Usability - Productivity - Business - The web - Singapore & Twins

What's your Data Definition Language?

After recent insights in data structures I was wondering what's the right format to describe data models. Its a thought almost alien to Notes developers since we " just add what we need". Nevertheless having a data model eases maintenance and documentation (which brings up the question what comes first: the application or the data model). Clarity about data models also fosters the contract first way of developing applications where agreements about interfaces and data structures are made up-front before implementation. There are a number of contestants available to choose from (with no claim to completeness):
  • SQL Data Definition Language. Basically that's all the CREATE TABLE statements you use to create your RDBMS tables and views. Advantage of SQL DDL is its closeness to RDBMS, which makes implementing the described data easy, the ability to create the definition in a simple text editor but also rich visual tools (like ERwin which was one of the first of its kind) and the capablity of other DDL (like UML) to read/write SQL DDL. The biggest drawback in a world where SQL no longer rules alone is its closeness to RDBMS and its lack of support for transmittable data (think web service, sync or two folded MVC pattern). Today I would say SQL DDL is hardly the source of your data model anymore, but an output from one of the other DDLs (most likely UML)
  • UML and its XML representation. The Unified Modeling Language is designed to do much more than describing data. Besides data one can model other structures (like components, deployments or packages), behaviours and interactions. There is a huge offering of UML tools available on the market: Rational System Architect, Visual Paradigm, DIA (or Visio ), Violet, UMlet, Altova UModel (Windows only) and many more. UML can output almost any other format including export to XML Schema. There is also a lot of literature available about this topic.
    While UML certainly covers all aspects of modelling it doesn't come without drawbacks. Working with UML does require a dedicated tool or plug-in, so it is hard to quickly getting stuff done (graphics can get in the way of execution speed). UML offers 2 ways to model data: Entity Relationship Diagrams and Object Diagrams.

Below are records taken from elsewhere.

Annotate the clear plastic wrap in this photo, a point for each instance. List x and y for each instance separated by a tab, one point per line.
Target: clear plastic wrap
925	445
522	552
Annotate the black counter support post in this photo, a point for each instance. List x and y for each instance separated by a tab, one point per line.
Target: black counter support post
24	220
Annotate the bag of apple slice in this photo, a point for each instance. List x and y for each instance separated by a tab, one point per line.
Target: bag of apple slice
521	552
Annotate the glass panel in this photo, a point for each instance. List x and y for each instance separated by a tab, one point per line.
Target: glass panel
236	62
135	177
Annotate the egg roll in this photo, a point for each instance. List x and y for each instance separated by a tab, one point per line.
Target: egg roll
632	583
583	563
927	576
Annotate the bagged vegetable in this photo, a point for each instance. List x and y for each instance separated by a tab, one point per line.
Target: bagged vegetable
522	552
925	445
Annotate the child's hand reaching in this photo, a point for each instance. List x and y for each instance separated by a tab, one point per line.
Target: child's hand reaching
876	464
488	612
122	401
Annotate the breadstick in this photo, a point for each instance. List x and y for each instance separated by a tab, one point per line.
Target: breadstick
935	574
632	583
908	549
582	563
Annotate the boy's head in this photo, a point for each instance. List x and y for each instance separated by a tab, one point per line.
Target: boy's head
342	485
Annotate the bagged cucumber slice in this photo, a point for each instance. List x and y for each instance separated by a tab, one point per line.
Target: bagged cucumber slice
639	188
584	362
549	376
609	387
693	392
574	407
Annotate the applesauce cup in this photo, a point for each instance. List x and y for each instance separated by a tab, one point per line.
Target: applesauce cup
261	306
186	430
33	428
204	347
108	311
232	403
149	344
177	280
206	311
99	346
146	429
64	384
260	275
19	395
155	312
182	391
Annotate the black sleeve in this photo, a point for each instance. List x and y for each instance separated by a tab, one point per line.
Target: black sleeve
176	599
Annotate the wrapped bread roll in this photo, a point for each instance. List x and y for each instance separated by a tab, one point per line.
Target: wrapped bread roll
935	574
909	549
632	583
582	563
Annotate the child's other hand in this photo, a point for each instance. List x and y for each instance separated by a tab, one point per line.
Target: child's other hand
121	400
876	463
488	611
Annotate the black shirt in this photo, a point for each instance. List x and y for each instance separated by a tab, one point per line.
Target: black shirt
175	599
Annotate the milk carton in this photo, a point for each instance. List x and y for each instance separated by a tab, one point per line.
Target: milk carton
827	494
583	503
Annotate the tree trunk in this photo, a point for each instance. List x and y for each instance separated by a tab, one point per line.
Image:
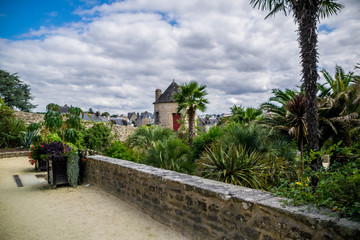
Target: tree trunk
191	115
307	15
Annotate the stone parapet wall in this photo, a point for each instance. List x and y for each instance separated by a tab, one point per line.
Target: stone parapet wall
206	209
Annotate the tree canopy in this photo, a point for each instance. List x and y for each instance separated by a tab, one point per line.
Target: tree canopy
14	92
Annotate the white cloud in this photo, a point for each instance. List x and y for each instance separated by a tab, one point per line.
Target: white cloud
120	53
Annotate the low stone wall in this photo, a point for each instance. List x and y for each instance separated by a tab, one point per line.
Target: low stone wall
206	209
13	154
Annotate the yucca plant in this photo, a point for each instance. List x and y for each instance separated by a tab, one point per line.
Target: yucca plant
236	165
172	154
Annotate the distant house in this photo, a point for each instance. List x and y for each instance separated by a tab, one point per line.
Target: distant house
96	117
64	109
132	117
119	121
165	108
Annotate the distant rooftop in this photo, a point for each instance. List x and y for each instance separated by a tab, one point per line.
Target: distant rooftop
166	97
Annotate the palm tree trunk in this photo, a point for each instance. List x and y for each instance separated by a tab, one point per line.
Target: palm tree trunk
307	15
191	115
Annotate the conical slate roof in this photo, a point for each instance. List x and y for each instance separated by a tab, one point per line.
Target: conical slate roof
168	94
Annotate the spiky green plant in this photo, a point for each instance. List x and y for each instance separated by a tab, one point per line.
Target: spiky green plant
236	165
172	154
144	136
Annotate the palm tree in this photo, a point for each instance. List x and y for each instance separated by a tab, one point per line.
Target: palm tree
337	85
306	14
191	98
289	117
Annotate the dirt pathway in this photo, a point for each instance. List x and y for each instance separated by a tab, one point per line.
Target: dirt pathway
36	211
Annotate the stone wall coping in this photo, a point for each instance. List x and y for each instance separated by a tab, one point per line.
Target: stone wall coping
312	216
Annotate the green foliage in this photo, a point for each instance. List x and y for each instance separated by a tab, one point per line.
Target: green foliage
15	93
5	111
278	152
204	140
120	151
236	165
145	136
241	115
190	98
67	124
10	128
73	168
98	137
26	138
338	186
172	154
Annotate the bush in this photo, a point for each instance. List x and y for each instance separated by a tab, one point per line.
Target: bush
10	128
120	151
144	137
98	137
172	154
204	140
73	168
236	165
338	188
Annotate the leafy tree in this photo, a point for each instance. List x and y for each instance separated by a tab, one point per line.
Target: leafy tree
337	85
67	124
191	98
98	137
241	115
15	93
235	165
172	154
306	14
144	137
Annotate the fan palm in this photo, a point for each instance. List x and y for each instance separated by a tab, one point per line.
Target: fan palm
306	14
191	98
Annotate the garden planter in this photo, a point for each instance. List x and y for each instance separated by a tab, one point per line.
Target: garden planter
57	171
81	167
41	165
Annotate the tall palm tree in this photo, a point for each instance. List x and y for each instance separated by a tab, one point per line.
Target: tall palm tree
306	14
289	117
337	85
191	98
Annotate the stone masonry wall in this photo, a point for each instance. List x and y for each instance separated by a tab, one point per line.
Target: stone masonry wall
206	209
166	110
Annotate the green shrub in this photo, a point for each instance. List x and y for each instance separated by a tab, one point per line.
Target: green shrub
98	137
73	168
144	137
10	128
236	165
172	154
338	188
204	140
120	151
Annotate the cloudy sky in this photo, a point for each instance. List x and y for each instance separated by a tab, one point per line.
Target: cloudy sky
113	55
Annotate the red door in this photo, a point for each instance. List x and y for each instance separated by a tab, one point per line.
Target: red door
176	120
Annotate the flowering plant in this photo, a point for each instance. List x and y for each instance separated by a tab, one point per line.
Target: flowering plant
37	153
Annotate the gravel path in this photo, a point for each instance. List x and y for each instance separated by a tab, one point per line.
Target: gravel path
36	211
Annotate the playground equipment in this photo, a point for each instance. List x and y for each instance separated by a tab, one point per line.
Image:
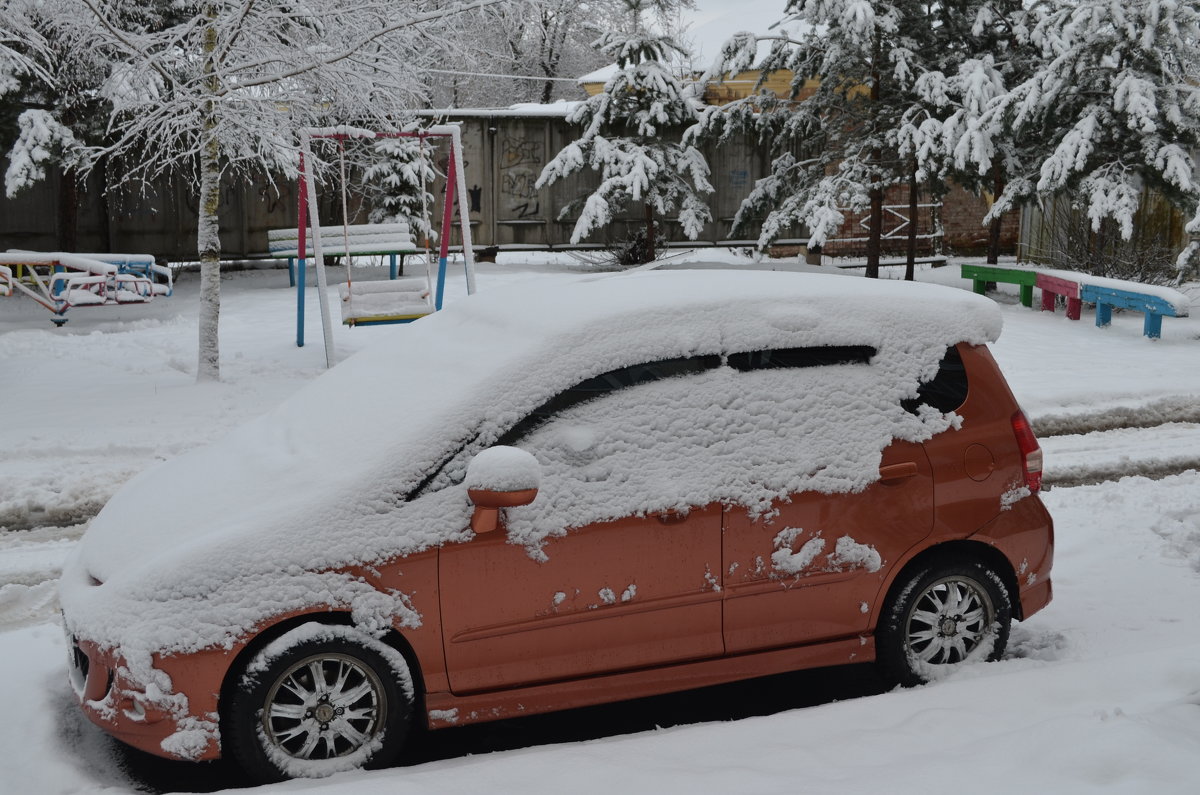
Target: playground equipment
376	303
60	281
351	240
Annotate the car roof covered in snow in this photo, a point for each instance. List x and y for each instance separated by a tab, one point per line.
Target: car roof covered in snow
334	461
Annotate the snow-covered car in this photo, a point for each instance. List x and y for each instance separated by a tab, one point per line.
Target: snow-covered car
568	495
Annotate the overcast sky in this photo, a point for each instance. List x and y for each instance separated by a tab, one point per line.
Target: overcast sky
714	21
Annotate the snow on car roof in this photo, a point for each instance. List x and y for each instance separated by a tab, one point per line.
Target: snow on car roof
321	480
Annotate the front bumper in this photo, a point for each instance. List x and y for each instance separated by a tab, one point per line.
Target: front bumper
156	716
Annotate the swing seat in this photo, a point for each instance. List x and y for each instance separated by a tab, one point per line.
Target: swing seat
375	303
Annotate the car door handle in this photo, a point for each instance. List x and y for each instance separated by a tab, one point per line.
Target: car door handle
897	472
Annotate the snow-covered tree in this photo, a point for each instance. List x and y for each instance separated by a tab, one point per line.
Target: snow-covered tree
19	42
982	51
58	108
226	87
1115	106
834	141
525	40
627	137
401	168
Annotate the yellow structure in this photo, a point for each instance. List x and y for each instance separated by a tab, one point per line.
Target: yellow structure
719	93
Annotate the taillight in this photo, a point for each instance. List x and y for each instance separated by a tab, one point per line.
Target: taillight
1031	453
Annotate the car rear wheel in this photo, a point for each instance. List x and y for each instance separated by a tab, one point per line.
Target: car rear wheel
316	701
945	615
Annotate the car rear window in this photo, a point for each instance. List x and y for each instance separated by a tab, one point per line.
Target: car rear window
810	357
947	390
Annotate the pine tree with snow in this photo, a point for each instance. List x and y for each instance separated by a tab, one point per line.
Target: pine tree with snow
627	137
227	89
1114	106
834	138
977	61
401	168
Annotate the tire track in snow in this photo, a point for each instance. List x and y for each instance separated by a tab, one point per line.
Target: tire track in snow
1102	455
1182	408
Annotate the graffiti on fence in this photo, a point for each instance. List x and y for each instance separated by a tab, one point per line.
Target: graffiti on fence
521	160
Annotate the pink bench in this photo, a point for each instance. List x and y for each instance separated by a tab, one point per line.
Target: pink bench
1053	286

None of them really fit the document working style we find in web services or web 2.0 applications, so some of the XML Schema generated look a bit "hammered into shape". Furthermore I haven't seen a lot of tooling that would verify data to conformance with an UML model at runtime.
  • Eclipse EMF models. EMF has been designed mainly as a modelling framework to generate code (and thus other data definitions) out of its models. EMF data itself is stored as XML and there is an impressive list of documentation available online and in print. Nathan is a big EMF fan. One would most likely work in Eclipse to work with EMF, I haven't explored the suitability for text editing. There also are a lot of transformations available from and to EMF, which are pending my attention.
  • XML Schema (including RELAX.NG and DTD). When you are comfortable reading and writing XML, using XML Schema comes natural. While you perfectly well can write it in a plain text editor, you most likely will use at least an XML aware editor like oXygen XML, Stylus Studio, XMLSpy (which all run inside Eclipse and are Schema aware), Eclipse's base XML Editor or any other of the countless offerings. If you deal with SOA you will realise, that WSDL, the contract language of SOA, uses XML Schema in its bowels. XML Schema also can be used to validate documents on the fly without the need to first generate code out of it. I like the capability to define my own data types and to mix and match existing Schemas to fit my specific needs. Custom data types would be classes/objects in UML and are (to my knowledge) absent in SQL DDL. Since XML Schemas live at a (usually public) URL and there are a lot of <="">existing Schemas available already (diverse topics like music or eBusiness (UBL) etc) duplication of efforts can be reduced. XML Schema can be transformed to SQL (I would of course rather suggest to use PureXML, but that's a story for another day)
  • I didn't find any tool to model/verify JSON data. Since JSON is by definition schema free. However I expect, that some generic JSON schema will appear over time, the declaration driven validation is too valuable.
Looking at Notes and Domino, the XML nature of XPages, ATOM and RDF, Activity Streams and the IBM Social Business Toolkit I made XML Schema my first choice, however I'm ready to be convinced otherwise.
What is your Data Definition Language?

Posted by on 06 March 2011 | Comments (2) | categories: Show-N-Tell Thursday Software XPages


  1. posted by vector on Sunday 06 March 2011 AD:
    thanks for posting this article Emoticon smile.gif
  2. posted by Dan Sickles on Monday 07 March 2011 AD:
    Great post Stephan.

    JSON Schema been brewing for a while:

    { Link }

    For Notes, forms have been used as schema to varying degrees as plain ol' Notes forms or DXL.

    With the use of ORMs, classes can be the DDL. Many modern web frameworks do this (Rails, Grails, Django, Lift...)

    I'm currently working with iOS Core Data, a UMLish object graph model over sqllite or binary. XCode has a graphical editor to build the model.

    As Tim Tripcony mentioned in passing in his hacking DDE sesion at LS, pointing EMF at the DXL schema is *really worth exploring*. Read that again. Once more.